Saying that "appropriately" skilled workforce is one of the biggest impediments for growth of MSME sector and competitiveness, he said that skill development capacity needs to be scaled up and traditional skill delivery models and approaches need to be overhauled and aligned with requirements of unorganised workforce as well as MSME employers.

"Skill development initiatives need to be integrated with secondary and intermediate level education. This will address the challenge of low education levels and also provide school dropouts with employability skills," the minister said adding that the government will take forward the implementation of the National Skill Qualification Framework.

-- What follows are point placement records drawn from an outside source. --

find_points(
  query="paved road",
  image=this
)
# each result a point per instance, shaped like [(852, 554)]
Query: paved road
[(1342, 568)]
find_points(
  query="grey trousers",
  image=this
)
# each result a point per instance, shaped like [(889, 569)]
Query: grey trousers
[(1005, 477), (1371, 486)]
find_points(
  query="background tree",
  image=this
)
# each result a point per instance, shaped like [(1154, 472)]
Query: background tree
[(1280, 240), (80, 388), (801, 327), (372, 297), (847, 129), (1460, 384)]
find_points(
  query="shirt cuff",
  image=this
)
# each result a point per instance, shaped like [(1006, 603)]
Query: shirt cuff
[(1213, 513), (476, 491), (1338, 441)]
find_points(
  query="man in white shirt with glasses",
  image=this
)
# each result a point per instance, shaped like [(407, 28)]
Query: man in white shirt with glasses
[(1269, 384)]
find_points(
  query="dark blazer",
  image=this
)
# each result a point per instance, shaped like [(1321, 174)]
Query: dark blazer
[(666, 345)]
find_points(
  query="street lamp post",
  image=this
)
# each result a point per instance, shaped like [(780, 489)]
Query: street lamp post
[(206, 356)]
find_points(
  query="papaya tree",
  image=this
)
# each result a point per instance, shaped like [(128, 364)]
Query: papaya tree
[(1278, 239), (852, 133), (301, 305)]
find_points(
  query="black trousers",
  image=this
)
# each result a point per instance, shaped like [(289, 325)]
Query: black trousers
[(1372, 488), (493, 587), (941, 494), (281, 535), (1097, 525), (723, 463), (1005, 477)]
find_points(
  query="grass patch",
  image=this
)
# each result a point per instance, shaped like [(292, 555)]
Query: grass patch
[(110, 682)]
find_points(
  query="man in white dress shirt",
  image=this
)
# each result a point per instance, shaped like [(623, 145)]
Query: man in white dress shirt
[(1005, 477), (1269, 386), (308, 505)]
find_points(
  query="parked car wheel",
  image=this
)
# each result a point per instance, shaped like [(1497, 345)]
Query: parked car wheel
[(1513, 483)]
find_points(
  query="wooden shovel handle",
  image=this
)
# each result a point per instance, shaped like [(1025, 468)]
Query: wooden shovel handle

Saying that manufacturing is not perceived as an attractive sector for employment by youth especially those with a class 10 and above education level, the Minister said that within manufacturing, the MSME segment is least preferred due to largely unorganised form of employment and stressful working conditions.

"Industry has to change this perception if it would like young persons to join your companies and stay with you. The profile of the MSME workforce - high proportion of unorganised and informal employment, low education levels, irregular working hours, socially disadvantaged background - results in high entry barriers for the workforce to access formal skill development institutions," he said.

He said that MSME employers are reluctant to invest in skill building as skilled workers will demand wage premiums while another reason for reluctance towards skill development among MSME employers is the fear of poaching of skilled employees by local competitors.